Shots were poured for the men, and Doc showed up right about then as if he’d whiffed the whiskey. John Stone abstained because he had another woman in early labor, but he accepted the cigar. The women stayed with Mel in the bedroom, but Muriel stepped out onto the porch with the men. They all turned to look at her with puzzled expressions on their faces as she joined their group.
“I heard there would be a drink and a cigar,” she said with a shrug. “Isn’t that right?”
They all stared at her dumbly except Walt—he was somehow not at all surprised by this. “I can take care of that,” Walt said. He went into the house to pour her a drink and brought it back to her. By the time he’d returned, Mike Valenzuela had snipped the end of a big ugly cigar for her. She accepted her drink and waited her turn for the lighter. Once she had her cigar going, she lifted her glass. “To you, Jack, and to your amazing wife, and to the newest Sheridan. Congratulations.”

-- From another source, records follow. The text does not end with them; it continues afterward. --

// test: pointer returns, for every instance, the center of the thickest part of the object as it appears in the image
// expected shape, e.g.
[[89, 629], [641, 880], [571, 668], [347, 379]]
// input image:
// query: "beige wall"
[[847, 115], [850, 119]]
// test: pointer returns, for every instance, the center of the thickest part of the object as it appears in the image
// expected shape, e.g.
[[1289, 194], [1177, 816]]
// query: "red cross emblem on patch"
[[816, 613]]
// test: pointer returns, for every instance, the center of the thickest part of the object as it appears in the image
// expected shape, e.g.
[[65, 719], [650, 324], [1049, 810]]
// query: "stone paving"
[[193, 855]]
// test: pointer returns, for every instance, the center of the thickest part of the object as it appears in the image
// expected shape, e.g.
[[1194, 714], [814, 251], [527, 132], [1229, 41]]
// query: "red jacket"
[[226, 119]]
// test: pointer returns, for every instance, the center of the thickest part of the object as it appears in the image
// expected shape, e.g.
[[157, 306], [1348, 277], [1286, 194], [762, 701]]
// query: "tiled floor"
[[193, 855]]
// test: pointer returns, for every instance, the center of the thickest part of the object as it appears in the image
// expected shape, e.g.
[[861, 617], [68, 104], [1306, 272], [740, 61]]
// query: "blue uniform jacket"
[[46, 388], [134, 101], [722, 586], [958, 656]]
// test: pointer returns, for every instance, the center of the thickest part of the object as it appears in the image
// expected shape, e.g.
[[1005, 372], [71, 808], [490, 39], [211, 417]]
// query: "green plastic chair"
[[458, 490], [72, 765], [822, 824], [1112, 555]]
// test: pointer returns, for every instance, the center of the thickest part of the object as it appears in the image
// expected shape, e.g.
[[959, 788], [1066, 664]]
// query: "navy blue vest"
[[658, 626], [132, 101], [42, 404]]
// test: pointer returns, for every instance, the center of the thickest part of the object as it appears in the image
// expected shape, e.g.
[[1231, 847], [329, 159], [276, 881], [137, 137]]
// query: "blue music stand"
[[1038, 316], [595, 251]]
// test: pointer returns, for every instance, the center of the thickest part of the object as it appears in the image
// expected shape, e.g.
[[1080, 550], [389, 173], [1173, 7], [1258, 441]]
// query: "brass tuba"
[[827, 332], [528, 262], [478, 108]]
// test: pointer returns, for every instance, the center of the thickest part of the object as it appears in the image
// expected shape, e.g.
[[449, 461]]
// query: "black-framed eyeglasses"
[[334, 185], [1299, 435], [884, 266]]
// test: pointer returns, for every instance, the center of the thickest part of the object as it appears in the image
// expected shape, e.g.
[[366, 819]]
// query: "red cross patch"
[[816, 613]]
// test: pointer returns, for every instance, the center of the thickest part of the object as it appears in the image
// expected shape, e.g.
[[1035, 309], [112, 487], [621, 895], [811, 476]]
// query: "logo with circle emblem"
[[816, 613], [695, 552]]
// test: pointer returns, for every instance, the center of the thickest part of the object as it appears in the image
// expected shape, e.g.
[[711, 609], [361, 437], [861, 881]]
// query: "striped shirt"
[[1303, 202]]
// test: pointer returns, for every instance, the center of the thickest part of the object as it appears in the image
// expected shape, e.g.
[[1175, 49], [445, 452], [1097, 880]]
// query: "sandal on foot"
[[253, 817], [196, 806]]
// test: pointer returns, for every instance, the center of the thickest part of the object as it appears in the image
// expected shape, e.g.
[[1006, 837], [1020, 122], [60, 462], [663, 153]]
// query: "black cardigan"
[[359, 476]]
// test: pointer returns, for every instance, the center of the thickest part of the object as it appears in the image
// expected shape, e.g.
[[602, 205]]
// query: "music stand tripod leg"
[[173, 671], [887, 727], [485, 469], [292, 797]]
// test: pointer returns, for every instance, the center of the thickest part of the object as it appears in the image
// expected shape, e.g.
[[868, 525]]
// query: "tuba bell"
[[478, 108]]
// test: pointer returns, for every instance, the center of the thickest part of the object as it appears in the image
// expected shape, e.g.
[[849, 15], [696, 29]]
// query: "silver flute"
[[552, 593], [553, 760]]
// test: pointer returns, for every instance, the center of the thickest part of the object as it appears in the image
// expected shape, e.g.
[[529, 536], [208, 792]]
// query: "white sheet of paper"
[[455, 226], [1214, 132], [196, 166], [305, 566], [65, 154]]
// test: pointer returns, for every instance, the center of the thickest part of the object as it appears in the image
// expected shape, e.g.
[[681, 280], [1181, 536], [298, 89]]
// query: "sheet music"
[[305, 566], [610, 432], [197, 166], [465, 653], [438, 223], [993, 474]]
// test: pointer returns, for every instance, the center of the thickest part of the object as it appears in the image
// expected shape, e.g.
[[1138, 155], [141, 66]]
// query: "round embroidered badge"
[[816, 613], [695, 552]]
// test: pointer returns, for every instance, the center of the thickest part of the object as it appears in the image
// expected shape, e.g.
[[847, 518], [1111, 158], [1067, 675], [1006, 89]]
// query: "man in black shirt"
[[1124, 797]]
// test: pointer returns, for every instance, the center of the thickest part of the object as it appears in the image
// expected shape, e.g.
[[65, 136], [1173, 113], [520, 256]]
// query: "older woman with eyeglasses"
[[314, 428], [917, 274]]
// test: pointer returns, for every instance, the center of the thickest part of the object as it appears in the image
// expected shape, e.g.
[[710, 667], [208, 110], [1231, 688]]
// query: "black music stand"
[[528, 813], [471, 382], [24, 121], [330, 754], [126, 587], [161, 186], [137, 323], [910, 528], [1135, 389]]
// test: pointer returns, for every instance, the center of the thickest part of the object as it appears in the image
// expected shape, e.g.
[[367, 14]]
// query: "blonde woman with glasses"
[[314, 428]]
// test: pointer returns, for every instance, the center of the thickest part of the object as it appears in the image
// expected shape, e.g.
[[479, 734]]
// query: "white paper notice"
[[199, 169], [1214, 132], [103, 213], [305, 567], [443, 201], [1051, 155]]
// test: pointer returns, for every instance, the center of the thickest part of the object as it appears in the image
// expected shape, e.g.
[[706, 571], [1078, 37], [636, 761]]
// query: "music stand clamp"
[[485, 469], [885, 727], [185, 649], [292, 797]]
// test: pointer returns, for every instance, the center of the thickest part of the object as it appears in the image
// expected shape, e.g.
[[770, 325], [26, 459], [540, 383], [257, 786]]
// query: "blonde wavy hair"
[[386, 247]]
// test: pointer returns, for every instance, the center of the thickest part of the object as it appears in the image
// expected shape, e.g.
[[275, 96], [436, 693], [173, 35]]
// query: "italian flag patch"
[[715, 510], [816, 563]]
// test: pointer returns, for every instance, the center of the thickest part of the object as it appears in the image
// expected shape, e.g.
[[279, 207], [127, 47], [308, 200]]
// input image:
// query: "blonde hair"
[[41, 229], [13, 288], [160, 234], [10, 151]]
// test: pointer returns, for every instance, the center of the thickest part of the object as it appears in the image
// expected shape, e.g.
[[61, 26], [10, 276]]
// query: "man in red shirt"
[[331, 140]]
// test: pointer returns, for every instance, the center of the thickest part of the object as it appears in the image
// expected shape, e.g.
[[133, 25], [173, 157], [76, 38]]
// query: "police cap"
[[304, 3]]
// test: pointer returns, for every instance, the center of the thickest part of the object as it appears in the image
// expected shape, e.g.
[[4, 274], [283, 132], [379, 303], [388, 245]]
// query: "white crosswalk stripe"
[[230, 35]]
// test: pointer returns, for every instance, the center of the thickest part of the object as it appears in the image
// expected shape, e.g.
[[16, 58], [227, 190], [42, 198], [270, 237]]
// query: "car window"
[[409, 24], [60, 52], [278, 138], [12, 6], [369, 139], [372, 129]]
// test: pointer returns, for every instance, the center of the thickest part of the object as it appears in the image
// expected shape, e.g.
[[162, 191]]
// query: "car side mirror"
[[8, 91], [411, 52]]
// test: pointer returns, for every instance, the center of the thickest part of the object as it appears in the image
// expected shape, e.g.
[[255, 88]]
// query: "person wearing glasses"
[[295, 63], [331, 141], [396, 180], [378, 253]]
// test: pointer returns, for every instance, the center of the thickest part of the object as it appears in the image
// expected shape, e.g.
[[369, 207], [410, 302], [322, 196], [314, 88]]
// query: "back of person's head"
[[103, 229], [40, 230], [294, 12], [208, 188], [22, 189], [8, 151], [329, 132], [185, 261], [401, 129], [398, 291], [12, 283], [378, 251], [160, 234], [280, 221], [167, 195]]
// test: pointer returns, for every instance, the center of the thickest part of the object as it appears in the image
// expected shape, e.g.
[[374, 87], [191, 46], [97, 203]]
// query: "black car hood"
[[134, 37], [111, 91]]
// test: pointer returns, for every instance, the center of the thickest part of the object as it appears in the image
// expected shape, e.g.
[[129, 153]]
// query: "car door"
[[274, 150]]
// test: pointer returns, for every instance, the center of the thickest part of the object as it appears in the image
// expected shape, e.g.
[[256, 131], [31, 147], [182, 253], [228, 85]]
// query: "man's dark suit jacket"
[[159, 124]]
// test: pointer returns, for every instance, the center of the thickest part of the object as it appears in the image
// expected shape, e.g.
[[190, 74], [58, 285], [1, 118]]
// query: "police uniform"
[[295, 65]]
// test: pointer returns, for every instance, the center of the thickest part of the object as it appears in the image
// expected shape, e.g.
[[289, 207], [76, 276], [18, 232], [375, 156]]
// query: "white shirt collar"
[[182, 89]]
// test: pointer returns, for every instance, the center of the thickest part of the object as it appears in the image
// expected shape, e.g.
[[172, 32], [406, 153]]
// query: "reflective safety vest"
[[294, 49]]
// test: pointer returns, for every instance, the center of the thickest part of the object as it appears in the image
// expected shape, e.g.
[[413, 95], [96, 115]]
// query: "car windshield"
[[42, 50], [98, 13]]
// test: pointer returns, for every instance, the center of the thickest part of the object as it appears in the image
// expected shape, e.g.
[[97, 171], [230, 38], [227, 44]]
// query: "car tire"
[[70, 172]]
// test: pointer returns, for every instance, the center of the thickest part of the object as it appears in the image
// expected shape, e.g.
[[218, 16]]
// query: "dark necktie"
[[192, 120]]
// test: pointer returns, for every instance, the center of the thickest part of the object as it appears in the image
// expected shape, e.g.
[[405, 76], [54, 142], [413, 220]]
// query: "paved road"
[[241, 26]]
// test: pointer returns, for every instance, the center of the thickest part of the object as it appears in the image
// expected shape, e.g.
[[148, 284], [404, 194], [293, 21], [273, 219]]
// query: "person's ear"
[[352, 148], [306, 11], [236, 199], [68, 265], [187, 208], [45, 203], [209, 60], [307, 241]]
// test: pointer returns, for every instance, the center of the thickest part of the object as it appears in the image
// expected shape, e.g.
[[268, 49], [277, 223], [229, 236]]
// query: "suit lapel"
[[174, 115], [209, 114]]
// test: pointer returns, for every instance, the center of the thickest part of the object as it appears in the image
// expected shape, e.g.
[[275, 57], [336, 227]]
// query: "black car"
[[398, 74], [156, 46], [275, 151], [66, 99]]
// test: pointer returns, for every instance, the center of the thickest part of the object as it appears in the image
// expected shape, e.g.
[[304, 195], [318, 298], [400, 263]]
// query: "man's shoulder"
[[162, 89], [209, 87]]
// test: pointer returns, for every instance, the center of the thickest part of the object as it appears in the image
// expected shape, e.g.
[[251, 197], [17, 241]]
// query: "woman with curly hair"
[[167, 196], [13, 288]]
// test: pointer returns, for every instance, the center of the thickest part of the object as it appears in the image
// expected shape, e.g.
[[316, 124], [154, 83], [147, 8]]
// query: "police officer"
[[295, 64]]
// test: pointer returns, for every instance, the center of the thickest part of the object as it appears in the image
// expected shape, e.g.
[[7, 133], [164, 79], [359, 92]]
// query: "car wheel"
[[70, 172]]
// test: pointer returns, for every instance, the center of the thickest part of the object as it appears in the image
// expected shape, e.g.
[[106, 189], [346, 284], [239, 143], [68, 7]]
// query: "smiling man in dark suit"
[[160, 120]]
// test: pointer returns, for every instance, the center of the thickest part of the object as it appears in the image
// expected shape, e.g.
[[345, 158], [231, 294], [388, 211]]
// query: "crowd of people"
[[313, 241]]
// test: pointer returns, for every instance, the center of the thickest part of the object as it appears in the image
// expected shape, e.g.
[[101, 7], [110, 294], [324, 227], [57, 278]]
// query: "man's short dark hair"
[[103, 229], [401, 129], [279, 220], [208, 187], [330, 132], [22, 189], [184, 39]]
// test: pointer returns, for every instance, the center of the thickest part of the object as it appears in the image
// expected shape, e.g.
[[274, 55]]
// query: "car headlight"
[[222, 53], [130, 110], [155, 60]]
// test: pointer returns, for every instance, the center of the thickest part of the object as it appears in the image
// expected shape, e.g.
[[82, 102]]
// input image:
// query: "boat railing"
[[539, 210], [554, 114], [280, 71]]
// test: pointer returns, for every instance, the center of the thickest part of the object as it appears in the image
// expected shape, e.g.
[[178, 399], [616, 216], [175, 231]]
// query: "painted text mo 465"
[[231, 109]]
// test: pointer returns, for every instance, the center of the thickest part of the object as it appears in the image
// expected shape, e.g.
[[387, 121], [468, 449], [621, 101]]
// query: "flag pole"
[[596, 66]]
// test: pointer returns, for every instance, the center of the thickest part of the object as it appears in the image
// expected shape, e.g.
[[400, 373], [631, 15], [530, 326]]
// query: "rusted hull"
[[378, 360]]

It was almost midnight when John Stone reached into his pocket and pulled out his pager. “I’ve got another one coming. They come in batches,” he said, jogging off to the ambulance. “Full moon,” he yelled over his shoulder. And with lights flashing on top of the Grace Valley ambulance, John was gone.
A few minutes later the birthing party packed up, leaving the Sheridans to themselves. When Walt and Muriel got back to his house he turned to look at her before opening the car door. “I’d just like to say one thing, Muriel. I thought it was going to be a real challenge, the way you eat celery and yogurt and little bitty slices of cheese, but damned if you aren’t a good time.”
She laughed at him. “Well, thank you, Walt. You’re not that dull, yourself. Your daughter’s going to have a lot of questions for you.”
He grinned at her. “She can ask all she wants. I don’t really have too much to say.”
“Walt, there isn’t much to say,” she reminded him.
“Yeah. Not yet, there isn’t.”
Thirteen
W hen Brie pulled up to Jack’s the early morning after the birth, she found her brother and nephew out on the porch. David was having his Cheerios, Jack was having his coffee. “Morning,” she said, getting out of the car. “Did you sleep at all last night?”
“I can’t sleep within twenty-four hours of a baby. Mel’s out like a light. And David wants her, of course. That’s why we’re out here.”
“Well, I’m here to help you out,” Brie said. She planned to spend at least the morning with her brother and sister-in-law, if not the whole day. She would take care of David and help around the house. “When I left last night there was a lot of laundry waiting.”
“Mostly done. But by this afternoon, I’m going to need a nap.”
She laughed. “I’ll cover for you,” she said. “How’s everyone doing?”
“Okay. We’re about due another feeding. Can you handle Davie? Morning bath and stuff?”